API Key Authentication
Server-side SDKs authenticate with a project API key (yav_... prefix). Each project gets a unique key, managed from the dashboard.
- API keys are sent as
Authorization: Bearer <key>headers - The ingestion API validates keys against PostgreSQL with an in-memory LRU cache (60s TTL, 10,000 entries)
- Revoked keys are rejected within 60 seconds of revocation
Key Scoping
Each API key is scoped to a single project within a workspace. A key can only write events to its own project — it cannot read data, access other projects, or perform administrative actions.
Widget JWT Authentication
Widgets never receive the project API key. Instead, the server-side proxy mints a short-lived JWT for each widget interaction:
| Property | Value |
|---|---|
| Algorithm | HMAC-SHA256 |
| Expiry | 15 minutes |
| Scope | Single trace ID |
| Permissions | Write-only event ingestion |
JWT Claims
| Claim | Description |
|---|---|
pid | Project ID |
wid | Workspace ID |
tid | Trace ID (events must match this trace) |
sid | Session ID (shared with the server) |
Even if a widget JWT is extracted from the browser iframe, it is useless after 15 minutes and cannot be used to send events for other traces.
Trace Validation
Every event in a widget JWT batch must have a traceId matching the JWT's tid claim. The ingestion API rejects the entire batch if any event has a mismatched trace ID.
Rate Limiting
| Scope | Limit | Purpose |
|---|---|---|
| Per API key | 1,000 events/second | Prevents abuse from leaked keys |
| Per API key burst | 5,000 events | Allows short spikes (e.g., batch imports) |
| Per IP (unauthenticated) | 10 requests/second | Protects against brute-force key scanning |
Rate limit state is stored in memory. Exceeded limits return 429 Too Many Requests with a Retry-After header.
Reverse Proxy Requirement
IP-based rate limiting relies on the X-Forwarded-For header to identify clients, since the application sits behind a reverse proxy and cannot see the original socket address directly.
Your reverse proxy must overwrite (not append to) the X-Forwarded-For header with the client's real IP. If the proxy merely appends, a client can send a forged header value to get a fresh rate-limit bucket on every request.

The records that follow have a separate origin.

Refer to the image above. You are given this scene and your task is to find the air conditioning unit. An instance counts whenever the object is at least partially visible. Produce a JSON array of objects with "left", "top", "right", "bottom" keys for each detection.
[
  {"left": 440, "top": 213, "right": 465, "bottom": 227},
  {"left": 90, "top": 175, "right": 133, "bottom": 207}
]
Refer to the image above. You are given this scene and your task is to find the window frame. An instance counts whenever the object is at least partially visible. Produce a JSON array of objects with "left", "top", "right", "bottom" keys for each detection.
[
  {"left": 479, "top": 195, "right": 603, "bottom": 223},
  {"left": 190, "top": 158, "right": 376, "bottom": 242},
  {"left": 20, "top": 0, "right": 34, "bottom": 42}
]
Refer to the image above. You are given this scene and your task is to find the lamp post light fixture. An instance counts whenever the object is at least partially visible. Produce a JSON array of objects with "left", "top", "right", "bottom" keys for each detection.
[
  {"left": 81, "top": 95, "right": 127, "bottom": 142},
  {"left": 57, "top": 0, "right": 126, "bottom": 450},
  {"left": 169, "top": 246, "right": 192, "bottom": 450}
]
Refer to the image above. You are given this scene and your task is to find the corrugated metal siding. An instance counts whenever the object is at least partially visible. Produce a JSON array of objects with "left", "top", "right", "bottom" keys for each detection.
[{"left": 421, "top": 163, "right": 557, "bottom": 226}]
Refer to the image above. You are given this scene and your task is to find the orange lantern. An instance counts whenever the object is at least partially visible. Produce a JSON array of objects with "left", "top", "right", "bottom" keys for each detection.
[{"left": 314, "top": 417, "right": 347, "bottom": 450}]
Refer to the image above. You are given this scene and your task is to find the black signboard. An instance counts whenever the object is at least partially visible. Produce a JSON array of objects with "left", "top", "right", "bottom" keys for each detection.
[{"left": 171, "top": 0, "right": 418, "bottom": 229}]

Example Nginx configuration:
proxy_set_header X-Forwarded-For $remote_addr;Example Caddy configuration:
header_up X-Forwarded-For {remote_host}Without this, IP-based rate limits can be bypassed trivially.
Event Field Size Limits
Individual event fields are validated against maximum size limits to prevent storage exhaustion:
| Field | Max Size | Behavior |
|---|---|---|
metadata (JSON) | 10 KB | Truncated |
user_traits (JSON) | 5 KB | Truncated |
error_message | 2 KB | Truncated |
event_name | 256 chars | Event rejected |
user_id | 256 chars | Event rejected |
| Total event size | 50 KB | Event rejected |
| Batch size | 500 KB | Batch rejected (413) |
Truncation is preferred over rejection for non-critical fields to avoid data loss.
Pipeline Guarantees
| Guarantee | How |
|---|---|
| At-least-once delivery | SDK retries + ClickHouse deduplication |
| Ordering | Millisecond timestamps + ClickHouse sort order |
| No data loss on restart | Retry with exponential backoff |
| No data loss on shutdown | Synchronous final flush from SDK |
| Backpressure | 503 response when buffer exceeds 100K events |